On labor standards for their coffee growers, Starbucks is similarly selectively enlightened: it's great that they will only sell fair trade coffee, but only if STARBUCKS, and not international oversight and policy experts like the Workers Rights Consortium or the U.S. Labor in the Americas Project, get to determine what fair trade means in the details. On this matter of defining fair labor practices overseas, Starbucks' standards fall predictably lower than than those of the people who study the issue for a living.
Putting American Apparel's porn-lite ad campaigns aside for the moment to focus solely on the company's labor practices, you'll find a similarly mixed picture. This retailer's terrific website boasts glowing worker testimonies and makes their L.A. factory seem like a dream spa, which I'm sure it truly resembles - the workers get generous breaks, plenty of light and air, and even massages! But what if they want to form a union? No freakin' way. American Apparel spent considerable energy and money in 2006 making sure this did not happen through intimidation, harassment, and firings.
What's with the paternalism and the massage bribery? How can an employer honestly say they respect and honor their workers' lives when they won't allow them to make their own decisions about representation? And with more American workers joining the service sector each day, when will Starbucks organizers, for example, gather a critical mass in the face of the company's vast money and influence? Will they ever?
While we're at it, Betty just received this email from a community organizer in Oakland, CA, regarding IKEA (the place where all Betty's furniture came from for the last five years):
On the good side, [IKEA] have met and exceeded a local hire policy
requirement in East Palo Alto for several years now...the City staff person...holds
the company's feet to the fire.
On the bad side, they are deeply afraid of workers talking to each other,
or, God forbid, organizing. We conducted a survey of big box retail
workers in Emeryville, where the Bay Area's first IKEA is located. In
order to stop us, they tried to get my surveyors arrested, called me at
home and intimidated my wife, implied to workers that they would be fired
if they responded to our survey and hired a *very* expensive union-busting
law firm to write threatening letters to us. All over a 15 minute survey
being conducted by undergrad students. Not nice people.

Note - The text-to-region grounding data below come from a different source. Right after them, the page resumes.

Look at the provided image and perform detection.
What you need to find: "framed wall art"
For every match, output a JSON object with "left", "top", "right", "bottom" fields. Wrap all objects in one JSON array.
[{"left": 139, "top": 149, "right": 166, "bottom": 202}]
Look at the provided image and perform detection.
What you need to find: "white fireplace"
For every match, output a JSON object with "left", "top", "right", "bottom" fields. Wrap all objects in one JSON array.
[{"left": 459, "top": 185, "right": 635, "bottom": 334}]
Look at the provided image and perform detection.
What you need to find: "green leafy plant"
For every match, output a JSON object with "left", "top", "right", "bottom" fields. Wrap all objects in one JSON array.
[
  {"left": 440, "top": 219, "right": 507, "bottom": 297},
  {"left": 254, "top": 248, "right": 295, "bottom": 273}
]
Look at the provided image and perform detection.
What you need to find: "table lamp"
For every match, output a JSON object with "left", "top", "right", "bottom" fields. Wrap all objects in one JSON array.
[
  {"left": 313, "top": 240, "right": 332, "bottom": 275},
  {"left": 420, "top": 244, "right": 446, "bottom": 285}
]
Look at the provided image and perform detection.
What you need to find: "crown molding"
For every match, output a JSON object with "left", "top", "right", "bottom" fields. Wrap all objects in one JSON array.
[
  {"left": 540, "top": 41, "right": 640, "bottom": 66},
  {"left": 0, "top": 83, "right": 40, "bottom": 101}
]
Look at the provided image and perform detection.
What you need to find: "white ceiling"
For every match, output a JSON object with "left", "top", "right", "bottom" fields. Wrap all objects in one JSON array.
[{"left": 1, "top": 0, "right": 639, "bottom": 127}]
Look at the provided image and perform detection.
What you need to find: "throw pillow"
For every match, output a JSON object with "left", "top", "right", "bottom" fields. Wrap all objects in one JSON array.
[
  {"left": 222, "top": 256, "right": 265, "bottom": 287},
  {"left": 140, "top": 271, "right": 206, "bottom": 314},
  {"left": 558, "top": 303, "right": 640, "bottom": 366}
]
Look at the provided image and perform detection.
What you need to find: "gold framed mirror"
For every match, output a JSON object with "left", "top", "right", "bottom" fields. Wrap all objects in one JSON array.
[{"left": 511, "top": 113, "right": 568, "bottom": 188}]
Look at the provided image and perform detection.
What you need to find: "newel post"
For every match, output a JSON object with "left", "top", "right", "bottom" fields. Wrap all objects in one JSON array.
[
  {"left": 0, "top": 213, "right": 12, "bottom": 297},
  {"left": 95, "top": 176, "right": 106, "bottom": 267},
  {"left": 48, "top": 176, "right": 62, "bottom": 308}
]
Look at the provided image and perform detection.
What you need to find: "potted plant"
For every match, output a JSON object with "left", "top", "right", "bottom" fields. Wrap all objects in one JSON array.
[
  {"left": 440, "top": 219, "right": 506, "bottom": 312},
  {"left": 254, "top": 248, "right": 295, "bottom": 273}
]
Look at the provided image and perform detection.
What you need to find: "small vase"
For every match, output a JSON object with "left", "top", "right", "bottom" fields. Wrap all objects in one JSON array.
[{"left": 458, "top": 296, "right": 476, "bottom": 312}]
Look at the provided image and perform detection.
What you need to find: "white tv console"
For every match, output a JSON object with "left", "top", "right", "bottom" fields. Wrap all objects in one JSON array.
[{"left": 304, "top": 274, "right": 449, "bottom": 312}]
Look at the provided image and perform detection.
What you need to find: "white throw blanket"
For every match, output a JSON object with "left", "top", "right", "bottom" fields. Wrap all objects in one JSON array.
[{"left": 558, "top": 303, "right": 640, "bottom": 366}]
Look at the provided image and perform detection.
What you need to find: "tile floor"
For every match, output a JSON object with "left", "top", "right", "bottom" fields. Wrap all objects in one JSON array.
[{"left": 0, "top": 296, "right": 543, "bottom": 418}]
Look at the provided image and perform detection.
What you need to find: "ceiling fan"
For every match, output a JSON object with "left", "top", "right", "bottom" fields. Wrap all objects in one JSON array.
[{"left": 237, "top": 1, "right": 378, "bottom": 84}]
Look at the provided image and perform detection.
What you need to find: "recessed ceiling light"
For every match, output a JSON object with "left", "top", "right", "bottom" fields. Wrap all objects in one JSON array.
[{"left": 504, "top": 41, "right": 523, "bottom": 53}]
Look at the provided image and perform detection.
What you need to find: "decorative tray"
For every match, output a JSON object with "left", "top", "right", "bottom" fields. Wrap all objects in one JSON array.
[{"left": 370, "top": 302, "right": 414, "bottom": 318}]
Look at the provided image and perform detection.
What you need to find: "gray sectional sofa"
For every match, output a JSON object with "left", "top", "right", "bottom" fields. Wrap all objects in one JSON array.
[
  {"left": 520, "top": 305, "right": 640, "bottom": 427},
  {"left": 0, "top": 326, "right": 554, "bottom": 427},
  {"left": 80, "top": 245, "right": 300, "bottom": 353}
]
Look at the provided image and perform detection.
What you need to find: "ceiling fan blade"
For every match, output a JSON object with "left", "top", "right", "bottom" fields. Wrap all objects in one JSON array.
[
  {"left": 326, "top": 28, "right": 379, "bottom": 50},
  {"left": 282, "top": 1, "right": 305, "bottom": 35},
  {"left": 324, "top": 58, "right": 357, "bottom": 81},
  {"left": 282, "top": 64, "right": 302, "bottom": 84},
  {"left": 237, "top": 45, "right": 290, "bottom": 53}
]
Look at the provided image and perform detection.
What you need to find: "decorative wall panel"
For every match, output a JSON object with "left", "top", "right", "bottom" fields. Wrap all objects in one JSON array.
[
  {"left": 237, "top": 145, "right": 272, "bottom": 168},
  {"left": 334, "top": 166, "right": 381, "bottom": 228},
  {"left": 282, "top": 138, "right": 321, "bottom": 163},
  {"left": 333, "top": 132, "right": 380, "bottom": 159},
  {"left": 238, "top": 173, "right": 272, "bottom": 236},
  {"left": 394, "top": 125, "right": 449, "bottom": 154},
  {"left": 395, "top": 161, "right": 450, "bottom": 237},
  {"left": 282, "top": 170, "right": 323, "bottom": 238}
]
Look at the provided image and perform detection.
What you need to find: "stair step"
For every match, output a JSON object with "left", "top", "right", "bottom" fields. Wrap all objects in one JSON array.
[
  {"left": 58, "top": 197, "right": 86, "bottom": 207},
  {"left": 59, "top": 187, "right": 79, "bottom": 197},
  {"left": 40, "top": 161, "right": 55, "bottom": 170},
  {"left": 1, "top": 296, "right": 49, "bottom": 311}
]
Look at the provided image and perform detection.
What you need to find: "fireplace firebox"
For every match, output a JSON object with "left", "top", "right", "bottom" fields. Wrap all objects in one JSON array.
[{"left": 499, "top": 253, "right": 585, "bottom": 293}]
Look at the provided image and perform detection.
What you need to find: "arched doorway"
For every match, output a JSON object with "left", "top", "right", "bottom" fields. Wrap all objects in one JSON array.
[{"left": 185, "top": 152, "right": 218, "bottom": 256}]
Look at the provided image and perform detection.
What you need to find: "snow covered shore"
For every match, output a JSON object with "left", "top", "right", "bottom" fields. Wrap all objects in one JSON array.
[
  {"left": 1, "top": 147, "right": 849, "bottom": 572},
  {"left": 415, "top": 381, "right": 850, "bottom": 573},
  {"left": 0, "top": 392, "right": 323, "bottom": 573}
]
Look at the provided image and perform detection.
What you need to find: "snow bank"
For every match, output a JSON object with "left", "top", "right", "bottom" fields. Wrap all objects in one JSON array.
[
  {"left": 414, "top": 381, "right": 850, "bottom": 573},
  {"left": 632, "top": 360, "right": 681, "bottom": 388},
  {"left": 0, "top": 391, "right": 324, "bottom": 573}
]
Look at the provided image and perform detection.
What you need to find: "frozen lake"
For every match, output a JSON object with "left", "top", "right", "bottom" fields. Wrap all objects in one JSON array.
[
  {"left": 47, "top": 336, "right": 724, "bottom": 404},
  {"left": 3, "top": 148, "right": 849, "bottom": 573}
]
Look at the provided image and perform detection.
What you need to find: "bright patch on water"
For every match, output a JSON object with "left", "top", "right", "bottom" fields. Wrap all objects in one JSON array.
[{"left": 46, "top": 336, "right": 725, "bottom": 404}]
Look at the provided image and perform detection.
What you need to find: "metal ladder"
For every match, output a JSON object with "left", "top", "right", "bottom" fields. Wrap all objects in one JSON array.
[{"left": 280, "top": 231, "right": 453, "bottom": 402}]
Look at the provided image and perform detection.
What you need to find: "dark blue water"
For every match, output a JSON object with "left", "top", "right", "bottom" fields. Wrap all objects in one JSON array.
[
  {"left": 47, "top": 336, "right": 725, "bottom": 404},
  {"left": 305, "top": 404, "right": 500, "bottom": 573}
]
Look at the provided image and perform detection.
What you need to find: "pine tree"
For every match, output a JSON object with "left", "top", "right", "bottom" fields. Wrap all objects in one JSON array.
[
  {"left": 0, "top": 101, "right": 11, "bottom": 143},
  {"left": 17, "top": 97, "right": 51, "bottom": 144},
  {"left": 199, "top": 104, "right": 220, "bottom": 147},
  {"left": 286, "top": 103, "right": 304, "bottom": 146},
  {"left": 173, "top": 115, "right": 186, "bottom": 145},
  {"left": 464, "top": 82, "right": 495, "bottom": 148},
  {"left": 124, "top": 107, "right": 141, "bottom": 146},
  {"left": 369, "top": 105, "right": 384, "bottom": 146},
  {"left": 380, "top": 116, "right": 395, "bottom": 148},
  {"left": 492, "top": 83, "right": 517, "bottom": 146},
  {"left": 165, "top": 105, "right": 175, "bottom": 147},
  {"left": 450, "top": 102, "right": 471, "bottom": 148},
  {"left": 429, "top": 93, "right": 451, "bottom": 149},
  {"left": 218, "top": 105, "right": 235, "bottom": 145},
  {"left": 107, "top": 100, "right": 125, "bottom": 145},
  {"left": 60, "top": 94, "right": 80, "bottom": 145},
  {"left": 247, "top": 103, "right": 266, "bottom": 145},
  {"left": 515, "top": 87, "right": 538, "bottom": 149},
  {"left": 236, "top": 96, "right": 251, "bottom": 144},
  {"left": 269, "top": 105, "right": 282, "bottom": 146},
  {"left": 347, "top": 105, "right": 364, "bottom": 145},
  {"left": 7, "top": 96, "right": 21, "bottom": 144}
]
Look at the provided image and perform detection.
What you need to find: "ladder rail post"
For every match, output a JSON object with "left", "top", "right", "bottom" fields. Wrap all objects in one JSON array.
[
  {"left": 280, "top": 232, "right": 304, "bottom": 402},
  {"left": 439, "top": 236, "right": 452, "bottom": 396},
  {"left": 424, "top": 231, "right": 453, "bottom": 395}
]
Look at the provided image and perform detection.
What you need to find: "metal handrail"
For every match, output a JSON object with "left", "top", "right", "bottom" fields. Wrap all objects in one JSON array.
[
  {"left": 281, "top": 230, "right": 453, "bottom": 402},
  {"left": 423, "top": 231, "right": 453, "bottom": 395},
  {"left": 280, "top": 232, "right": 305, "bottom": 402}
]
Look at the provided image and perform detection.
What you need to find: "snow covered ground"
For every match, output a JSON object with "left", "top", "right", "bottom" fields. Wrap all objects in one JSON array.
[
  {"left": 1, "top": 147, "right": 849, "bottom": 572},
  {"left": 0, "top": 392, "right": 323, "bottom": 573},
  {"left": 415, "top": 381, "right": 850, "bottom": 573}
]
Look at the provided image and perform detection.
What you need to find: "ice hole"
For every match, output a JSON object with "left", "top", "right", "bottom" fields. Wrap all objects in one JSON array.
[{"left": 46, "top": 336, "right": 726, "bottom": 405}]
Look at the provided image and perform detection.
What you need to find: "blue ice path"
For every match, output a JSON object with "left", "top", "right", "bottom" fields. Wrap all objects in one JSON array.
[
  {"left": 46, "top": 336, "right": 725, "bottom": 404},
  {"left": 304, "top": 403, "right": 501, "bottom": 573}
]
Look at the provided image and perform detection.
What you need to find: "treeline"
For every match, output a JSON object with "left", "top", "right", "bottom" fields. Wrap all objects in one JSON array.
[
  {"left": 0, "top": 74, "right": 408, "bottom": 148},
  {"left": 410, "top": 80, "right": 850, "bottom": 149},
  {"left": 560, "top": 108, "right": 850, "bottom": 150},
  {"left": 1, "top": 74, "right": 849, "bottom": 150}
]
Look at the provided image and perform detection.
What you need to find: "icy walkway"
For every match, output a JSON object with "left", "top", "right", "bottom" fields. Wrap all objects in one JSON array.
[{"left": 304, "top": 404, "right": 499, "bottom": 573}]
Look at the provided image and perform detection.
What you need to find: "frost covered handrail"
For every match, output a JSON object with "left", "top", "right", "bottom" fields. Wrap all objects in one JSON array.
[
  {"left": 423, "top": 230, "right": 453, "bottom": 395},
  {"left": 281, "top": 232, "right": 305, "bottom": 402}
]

Like her boxy, functional IKEA furniture, Betty also enjoys her occasional Starbucks holiday cookie and corn syrup coffee, and she owns some underwear from American Apparel, which she figures is a step up from the Gap in terms of worker rights and even the environment. Cold comfort? Yes. A step in the right direction? Perhaps. Maybe the American labor movement and all civil rights struggles (Betty thinks particularly here of the gay rights movement) have more in common than just gallons and gallons of coffee. Must progress always be so slow?